Mostly, I like being unfamiliar with popular culture. But this most recent round of Academy Awards has left me shaken.
I don’t recognize any of these people or the movies they’re in.
Okay, that’s an exaggerration. I recognized three of the Best Picture nominations, but I thought they were books. I recognized three of the Best Actor nominees, but not the winner; for Best Actress, I recognized only the winner.
On Supporting Actor I do a little better. There’s only one guy I don’t know. He’s also the only one under 50. (Actually, he’s under 30, but who’s counting?) Supporting Actress, however, I’m 0 for 5.
I guess the lesson here is, if you’re an Oscar-nominated actress and want to feel anonymous, come hang out with me.
Even the animated films are pretty much a blur, probably because my daughter is ridiculously sensitive to intensity in films. I sat her down with an episode of Wild Kratts once (a PBS show, which you’d think would be safe) and five minutes later she’s running upstairs crying and screaming, “Mommy! This is the worst thing that’s ever happened to me! Mommy! The baby sperm whale! How will it find its mother now?” So, we don’t go to many films with her. I recognized Kung Fu Panda 2 because I’d heard of Kung Fu Panda 1, and I know about Rango because I think they referenced it on The Tudors (or maybe The Office. It was something I watched on Netflix when I should have been sleeping).
For the most part, I don’t mind. I feel a little uncomfortable in the knowledge that I couldn’t hold my own in a game of “Six Degrees of Kevin Bacon” anymore (even though just ten years ago I totally killed at it; it was my claim to fame), but watching movies just hasn’t been my priority since I became a mom almost seven years. Since my daughter was born, I’ve watched three movies in the theater: Dark Knight, Inception, and Harry Potter 7.1. The only movies I really feel a desire to watch are those that involve Chris Nolan (because I love the cerebral-action-thriller thing he does) and/or Christian Bale (because he’s, you know…hot).
My movie viewing has really taken a hit along with the demise of the video store. I used to go into the little locally owned shop near our apartment in North Carolina and just pick out whatever was on their “cult classics” rack. (A Boy and His Dog, anyone?
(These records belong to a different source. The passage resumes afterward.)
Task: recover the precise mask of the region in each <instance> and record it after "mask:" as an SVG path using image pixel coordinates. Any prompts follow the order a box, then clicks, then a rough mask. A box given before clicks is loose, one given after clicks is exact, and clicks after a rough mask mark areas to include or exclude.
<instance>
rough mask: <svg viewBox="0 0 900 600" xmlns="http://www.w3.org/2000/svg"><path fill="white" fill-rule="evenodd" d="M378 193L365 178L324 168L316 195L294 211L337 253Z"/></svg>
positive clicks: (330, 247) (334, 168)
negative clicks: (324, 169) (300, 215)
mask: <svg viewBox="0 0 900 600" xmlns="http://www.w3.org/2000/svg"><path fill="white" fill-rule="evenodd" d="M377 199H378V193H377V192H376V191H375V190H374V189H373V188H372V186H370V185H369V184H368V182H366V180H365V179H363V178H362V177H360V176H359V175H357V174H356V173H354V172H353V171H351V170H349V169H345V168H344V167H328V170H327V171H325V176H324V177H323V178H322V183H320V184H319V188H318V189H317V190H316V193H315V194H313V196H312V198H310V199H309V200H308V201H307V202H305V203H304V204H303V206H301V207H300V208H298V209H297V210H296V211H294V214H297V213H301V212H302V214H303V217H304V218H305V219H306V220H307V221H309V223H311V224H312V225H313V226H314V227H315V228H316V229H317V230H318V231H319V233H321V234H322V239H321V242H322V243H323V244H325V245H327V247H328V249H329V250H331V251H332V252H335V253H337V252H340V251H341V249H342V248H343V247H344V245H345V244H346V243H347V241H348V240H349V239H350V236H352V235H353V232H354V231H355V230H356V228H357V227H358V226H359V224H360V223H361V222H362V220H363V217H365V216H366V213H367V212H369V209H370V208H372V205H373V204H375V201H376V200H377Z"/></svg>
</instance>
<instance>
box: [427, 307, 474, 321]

It stars Don Johnson, so it’s got to be good.)
After my daughter was born, I sprang for the $8 monthly fee for the 1-DVD option on Netflix and watched some great films I’d never heard of, like Murderball about the world of quad(riplegic) rugby. I’m too cheap to spring for the DVD option on Netflix now and too impatient to wait for movies from the library and too likely to fall asleep to go to the theater. So, my movie options are limited, even if I were willing to forego sleep and free time to watch films.
Complicating matters, I find myself less able to focus on movies and TV shows in the past couple of years. I really think one’s brain has to be trained for extended video viewing (longer than about 45 minutes). I can read a novel or a memoir for twelve hours at a stretch if given the opportunity (actually, in twelve hours, I can probably read two novels, maybe two-and-a-half), but a two-hour movie is largely beyond my abilities anymore.
So, I guess I just need to get used to being in the dark about current movies unless they talk about them on NPR. At least my kids will have a very good reason to think I’m a total dork when they reach their teenage years.
I wonder if my daughter’s favorite show will still be “Wait, Wait Don’t Tell Me” when she’s an adolescent. If so, there might be some hope for me. My kids, my husband, and I can all be weird together.